Ford's quality improvements in the 2009 time frame led to a significant run-up in shares which outperformed the industry as a whole over the time period. However, recently they have dropped ratings because of their Sync system. The most recent J.D. Power survey puts them near the bottom of the initial quality rankings while GM has many brands near the top. GM's shares will be revalued over the coming year to reflect the new, better quality products - similar to what happened to Ford a few years ago.
Governments Selling Shares
In December 2012, the US Treasury announced that it would sell their entire 61% stake in GM within 12 to 15 months. Given that guidance, the stake should be dissolved between December 2013 and March 2014. Initially, the US Treasury owned roughly 500 million shares in the company. In December 2012, GM repurchased 200 million shares and the treasury announced a plan to divest the remaining 300 million shares. Since then, roughly 58 million shares were sold in April, 30 million shares were sold in June, and 25 million shares were sold in July. That leaves the US treasury with approximately 187 million shares remaining. At a pace of selling 30 million shares per month, the entire stake should be sold by February 2014. Also, the Canadian government still owns a roughly 10% stake in the company. Reports suggest they have been in discussions to begin selling off this stake in the near future - though they could wait several more years. The UAW-VEBA is also in the process of selling their stake in the company with a recent $171 million warrant offering.

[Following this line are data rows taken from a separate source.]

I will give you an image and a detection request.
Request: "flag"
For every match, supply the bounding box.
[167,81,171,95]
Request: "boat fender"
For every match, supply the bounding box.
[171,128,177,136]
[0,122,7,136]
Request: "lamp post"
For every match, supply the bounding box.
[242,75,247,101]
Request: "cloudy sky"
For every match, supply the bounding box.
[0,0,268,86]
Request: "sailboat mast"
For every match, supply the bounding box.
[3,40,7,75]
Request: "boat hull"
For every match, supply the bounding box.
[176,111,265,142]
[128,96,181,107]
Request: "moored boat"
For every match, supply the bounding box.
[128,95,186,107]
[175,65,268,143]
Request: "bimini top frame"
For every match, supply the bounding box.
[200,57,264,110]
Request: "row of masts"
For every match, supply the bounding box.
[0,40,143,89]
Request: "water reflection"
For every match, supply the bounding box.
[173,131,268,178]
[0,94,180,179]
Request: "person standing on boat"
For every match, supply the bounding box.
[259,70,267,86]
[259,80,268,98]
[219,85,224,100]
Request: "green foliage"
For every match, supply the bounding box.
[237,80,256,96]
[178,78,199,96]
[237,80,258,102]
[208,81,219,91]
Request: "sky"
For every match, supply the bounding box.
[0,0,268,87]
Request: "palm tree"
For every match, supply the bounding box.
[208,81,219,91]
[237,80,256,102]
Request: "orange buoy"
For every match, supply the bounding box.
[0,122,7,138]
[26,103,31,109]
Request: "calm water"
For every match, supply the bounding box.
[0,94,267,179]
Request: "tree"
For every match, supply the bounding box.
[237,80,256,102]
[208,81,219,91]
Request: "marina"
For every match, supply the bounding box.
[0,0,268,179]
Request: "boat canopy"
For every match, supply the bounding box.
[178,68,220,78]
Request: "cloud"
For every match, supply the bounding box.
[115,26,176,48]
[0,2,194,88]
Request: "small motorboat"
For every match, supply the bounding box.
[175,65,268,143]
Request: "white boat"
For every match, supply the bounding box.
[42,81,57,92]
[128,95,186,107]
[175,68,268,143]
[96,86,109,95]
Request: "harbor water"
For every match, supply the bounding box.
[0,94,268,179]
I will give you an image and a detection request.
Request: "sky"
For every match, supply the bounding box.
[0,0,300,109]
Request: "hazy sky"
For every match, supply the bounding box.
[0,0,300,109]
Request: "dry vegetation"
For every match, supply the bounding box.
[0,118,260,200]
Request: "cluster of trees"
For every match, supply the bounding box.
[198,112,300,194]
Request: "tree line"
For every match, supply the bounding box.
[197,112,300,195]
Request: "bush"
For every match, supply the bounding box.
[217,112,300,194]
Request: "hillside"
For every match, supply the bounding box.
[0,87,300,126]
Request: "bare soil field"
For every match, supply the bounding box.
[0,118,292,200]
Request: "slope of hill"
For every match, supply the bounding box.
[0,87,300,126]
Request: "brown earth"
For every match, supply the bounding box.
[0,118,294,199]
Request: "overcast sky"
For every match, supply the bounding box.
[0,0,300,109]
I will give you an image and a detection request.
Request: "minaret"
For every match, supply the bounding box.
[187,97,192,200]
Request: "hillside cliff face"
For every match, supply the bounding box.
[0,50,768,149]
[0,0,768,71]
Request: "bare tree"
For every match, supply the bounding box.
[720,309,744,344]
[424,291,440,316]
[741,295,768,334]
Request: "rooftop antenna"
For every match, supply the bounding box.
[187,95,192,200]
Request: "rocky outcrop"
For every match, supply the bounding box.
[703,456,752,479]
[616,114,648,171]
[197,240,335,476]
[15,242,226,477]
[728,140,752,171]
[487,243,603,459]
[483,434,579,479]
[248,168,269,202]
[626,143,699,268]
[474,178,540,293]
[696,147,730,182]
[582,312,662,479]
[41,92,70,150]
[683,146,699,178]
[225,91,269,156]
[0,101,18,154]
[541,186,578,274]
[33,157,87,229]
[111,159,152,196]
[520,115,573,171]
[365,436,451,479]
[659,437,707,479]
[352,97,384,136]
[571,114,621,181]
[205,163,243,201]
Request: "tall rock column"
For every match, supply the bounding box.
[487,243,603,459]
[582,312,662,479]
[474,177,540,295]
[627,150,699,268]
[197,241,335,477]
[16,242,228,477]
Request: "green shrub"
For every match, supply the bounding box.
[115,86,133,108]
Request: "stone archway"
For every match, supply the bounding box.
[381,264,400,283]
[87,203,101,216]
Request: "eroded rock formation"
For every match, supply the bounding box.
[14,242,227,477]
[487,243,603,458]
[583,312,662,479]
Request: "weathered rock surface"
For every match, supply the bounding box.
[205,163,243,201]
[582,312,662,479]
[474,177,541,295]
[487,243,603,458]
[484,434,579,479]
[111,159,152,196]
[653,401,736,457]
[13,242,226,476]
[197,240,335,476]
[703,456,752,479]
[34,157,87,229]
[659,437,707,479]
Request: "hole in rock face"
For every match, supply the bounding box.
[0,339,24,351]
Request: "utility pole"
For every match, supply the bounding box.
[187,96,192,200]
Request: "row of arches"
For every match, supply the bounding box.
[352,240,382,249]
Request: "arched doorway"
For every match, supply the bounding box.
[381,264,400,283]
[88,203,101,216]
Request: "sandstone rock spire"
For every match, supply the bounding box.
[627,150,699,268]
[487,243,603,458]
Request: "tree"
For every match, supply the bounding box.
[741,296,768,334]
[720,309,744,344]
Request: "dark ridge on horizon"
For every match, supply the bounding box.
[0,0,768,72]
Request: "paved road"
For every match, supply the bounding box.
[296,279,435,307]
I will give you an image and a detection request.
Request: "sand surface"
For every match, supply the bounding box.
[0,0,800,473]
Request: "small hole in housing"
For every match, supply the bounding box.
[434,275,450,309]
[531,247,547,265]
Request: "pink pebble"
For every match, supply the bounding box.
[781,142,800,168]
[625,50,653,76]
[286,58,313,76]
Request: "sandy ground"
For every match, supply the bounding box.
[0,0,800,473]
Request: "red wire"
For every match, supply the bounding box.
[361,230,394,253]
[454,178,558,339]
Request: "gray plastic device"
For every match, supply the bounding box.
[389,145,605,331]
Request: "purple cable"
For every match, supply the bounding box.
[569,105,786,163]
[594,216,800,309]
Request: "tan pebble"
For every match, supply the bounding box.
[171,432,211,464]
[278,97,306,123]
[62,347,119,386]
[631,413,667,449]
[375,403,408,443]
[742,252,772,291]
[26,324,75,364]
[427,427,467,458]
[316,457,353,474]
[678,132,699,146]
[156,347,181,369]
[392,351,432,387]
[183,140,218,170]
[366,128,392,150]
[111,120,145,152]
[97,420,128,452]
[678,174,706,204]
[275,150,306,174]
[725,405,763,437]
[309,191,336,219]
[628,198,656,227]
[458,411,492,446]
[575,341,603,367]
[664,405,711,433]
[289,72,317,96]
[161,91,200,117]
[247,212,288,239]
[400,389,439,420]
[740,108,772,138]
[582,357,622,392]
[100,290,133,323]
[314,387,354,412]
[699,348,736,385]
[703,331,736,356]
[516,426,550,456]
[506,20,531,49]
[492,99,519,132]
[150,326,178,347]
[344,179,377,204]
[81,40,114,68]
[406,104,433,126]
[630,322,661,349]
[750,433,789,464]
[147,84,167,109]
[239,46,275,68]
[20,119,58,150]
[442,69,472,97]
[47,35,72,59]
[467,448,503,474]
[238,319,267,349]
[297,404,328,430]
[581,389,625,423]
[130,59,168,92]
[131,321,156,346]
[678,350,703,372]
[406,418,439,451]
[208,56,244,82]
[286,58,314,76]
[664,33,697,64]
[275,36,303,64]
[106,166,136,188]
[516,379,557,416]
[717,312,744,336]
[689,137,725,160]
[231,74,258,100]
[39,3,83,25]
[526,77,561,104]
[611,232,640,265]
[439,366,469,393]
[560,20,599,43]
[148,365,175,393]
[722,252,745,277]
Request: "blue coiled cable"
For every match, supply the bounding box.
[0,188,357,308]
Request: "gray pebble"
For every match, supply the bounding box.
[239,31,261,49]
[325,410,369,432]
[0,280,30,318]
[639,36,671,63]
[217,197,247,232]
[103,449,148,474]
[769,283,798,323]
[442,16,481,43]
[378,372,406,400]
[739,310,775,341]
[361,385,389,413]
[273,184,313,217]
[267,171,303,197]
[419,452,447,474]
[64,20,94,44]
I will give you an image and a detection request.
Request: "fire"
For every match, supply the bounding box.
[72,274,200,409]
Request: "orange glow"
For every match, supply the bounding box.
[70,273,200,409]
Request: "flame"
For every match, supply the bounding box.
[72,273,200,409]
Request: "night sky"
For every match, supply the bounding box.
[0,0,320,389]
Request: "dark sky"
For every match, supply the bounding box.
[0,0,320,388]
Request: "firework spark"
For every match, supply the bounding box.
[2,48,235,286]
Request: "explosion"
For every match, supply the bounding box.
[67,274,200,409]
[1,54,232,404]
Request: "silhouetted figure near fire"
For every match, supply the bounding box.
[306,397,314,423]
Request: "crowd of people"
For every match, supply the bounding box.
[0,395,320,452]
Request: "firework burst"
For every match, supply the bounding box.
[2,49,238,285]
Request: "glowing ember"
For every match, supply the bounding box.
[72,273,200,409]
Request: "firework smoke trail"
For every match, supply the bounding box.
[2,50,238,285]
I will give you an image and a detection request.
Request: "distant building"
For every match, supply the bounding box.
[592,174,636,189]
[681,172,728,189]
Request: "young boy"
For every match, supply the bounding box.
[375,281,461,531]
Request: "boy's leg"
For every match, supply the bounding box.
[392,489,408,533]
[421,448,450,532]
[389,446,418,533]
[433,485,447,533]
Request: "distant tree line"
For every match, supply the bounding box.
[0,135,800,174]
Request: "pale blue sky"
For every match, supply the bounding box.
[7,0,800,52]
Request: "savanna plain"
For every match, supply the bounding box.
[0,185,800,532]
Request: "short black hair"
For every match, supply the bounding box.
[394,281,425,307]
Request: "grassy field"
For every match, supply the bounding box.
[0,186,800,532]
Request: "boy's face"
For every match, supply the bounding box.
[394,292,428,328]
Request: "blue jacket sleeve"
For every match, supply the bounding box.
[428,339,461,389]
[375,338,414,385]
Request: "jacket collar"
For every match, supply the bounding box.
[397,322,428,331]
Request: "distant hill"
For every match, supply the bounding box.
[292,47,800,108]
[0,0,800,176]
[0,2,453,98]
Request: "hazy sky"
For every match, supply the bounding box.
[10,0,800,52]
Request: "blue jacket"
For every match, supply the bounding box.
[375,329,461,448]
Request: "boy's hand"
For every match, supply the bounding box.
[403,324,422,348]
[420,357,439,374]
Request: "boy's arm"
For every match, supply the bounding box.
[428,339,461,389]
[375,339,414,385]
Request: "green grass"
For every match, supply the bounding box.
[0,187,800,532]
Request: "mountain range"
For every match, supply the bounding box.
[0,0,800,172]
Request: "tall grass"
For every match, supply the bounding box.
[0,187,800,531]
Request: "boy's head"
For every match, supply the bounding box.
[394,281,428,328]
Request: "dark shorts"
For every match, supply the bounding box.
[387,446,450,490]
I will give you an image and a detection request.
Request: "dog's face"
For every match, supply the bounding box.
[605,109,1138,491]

Given all of this selling, there is enormous downward pressure being put on shares. The pace of US Treasury selling - 25 million shares per month is equivalent to twice the average daily volume in new supply coming on the market each month. That doesn't account for the stake being sold by the UAW and potentially the Canadian government. Even with all of this selling pressure, shares are up 19% YTD. This illustrates the significant buying interest in the company.
As the major government and union holders continue to reduce their stakes in the company, the company can move away from the negative perceptions amongst the investing community associated with the heavy government ownership. Also, this negative perception doesn't appear to hold back too many buyers given the company's strong sales figures.
A recent example suggests there is significant upside to shares once the selling pressure of the US Treasury is removed. In May 2011, the US Treasury began liquidating a 92% ownership stake in AIG with the stock trading around $30 per share. By December 2012, the entire stake had been liquidated with the final tranche selling for $32.50 per share. Over the duration of the treasury sales, the stock never traded above $35 per share. In the 8 months since the last sale, shares of AIG have rallied 45% to trade at $47 per share now. I expect significant upside in shares of GM once the constant selling pressure is removed sometime early in CY 2014 similar to what we saw with AIG.
Investors interested in taking advantage of GM's improving product quality, upward momentum in Europe and the end of 'Government Motors' should look into this stock as a value play.
Disclosure: I am long GM. I wrote this article myself, and it expresses my own opinions. I am not receiving compensation for it (other than from Seeking Alpha). I have no business relationship with any company whose stock is mentioned in this article.
Additional disclosure: I am long GM Series B Warrants.